What could possibly go wrong?
The System Works… Until It’s Stressed
The problem with highly optimised systems is simple:
They work brilliantly—right up to the moment they don’t.
Remove a single link in the chain, and everything starts to wobble.
Remove a few, and the system fails.
We saw glimpses of this during COVID:
Empty shelves
Delayed shipments
Shortages of critical goods
And yet, instead of learning the lesson, we largely returned to business as usual.
Because efficiency is addictive.
Energy: The Clearest Example
Take energy.
Countries like Australia are rich in resources—oil, gas, coal.
And yet:
We shut down refineries
We rely on imported refined fuel
We hold minimal onshore reserves
It is the perfect example of a system that works beautifully… as long as global supply chains remain intact.
But what happens when they don’t?
That’s not a theoretical question anymore.
Food, Fuel, and the Thin Line Between Order and Disruption
Modern societies run on a delicate balance.
Fuel powers transport.
Transport delivers food.
Food keeps everything functioning.
Disrupt one element, and the effects ripple outward quickly.
No diesel → trucks stop
Trucks stop → supermarkets empty
Supermarkets empty → panic begins
We are far closer to that edge than most people realise.
Not because we lack resources.
But because we lack buffers.
Globalisation Without a Backup Plan
Globalisation delivered enormous benefits.
Cheaper goods.
Expanded markets.
Rapid growth.
But it also created a dangerous assumption:
That the system will always work.
That shipping lanes will always be open.
That trading partners will always deliver.
That geopolitical tensions won’t disrupt supply.
History suggests otherwise.
And recent events are reminding us just how quickly those assumptions can collapse.
Resilience Looks Inefficient — Until You Need It
Here’s the paradox.
True resilience looks wasteful.
Spare capacity
Stockpiles
Redundant systems
Local production
All of it costs money.
All of it appears unnecessary—until the moment it isn’t.
We spent decades stripping these “inefficiencies” out of the system.
Now we are rediscovering why they existed in the first place.
The Political Problem: Short-Term Thinking
Why did this happen?
Because resilience doesn’t win elections.
Efficiency does.
Lower costs. Lower prices. Immediate gains.
The benefits of resilience, on the other hand, are invisible—right up until the day they become essential.
And by then, it’s too late to build them.
We Didn’t Become Weak Overnight
This fragility wasn’t created by a single decision.

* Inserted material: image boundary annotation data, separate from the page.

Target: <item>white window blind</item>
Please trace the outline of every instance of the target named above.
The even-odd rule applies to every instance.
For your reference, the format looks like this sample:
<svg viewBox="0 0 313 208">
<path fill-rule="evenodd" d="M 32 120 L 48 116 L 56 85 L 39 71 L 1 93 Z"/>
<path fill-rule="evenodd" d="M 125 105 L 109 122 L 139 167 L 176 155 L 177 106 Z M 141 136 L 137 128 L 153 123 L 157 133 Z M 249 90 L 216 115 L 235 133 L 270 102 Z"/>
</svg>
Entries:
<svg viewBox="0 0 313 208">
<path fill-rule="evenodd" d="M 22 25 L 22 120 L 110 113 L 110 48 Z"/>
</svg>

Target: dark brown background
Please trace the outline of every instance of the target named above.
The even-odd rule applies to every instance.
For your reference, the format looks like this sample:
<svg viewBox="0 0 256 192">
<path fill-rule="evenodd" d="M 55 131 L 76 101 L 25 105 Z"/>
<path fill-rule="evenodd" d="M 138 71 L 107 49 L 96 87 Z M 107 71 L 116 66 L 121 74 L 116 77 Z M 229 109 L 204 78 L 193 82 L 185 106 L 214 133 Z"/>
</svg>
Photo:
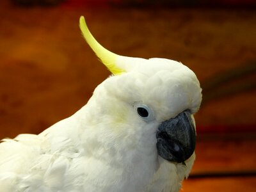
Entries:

It was the result of thousands of small ones.
One refinery closed here
One reserve reduced there
One dependency shifted offshore
Each decision made sense in isolation.
Together, they created a system with very little margin for error.
The Illusion Is Breaking
For a long time, we believed we were resilient because nothing had seriously tested us.
Now we are being tested.
Supply chains under pressure
Energy markets volatile
Geopolitical tensions rising
And suddenly, the illusion is harder to maintain.
What Needs to Change
If there is a lesson here, it is not subtle.
We need to rebalance.
Not abandon efficiency—but stop worshipping it.
That means:
Rebuilding strategic reserves
Supporting domestic capability
Diversifying supply chains
Accepting the cost of redundancy
In short:
Designing systems that can survive disruption, not just perform in perfect conditions.
Final Thought
We like to think we are more advanced than previous generations.
In many ways, we are.
But they understood something we seem to have forgotten:
That resilience matters.
That security matters.
That systems must be built not just for good times—but for bad ones.
We built a world that works beautifully when everything goes right.
Now we are discovering what happens when it doesn’t.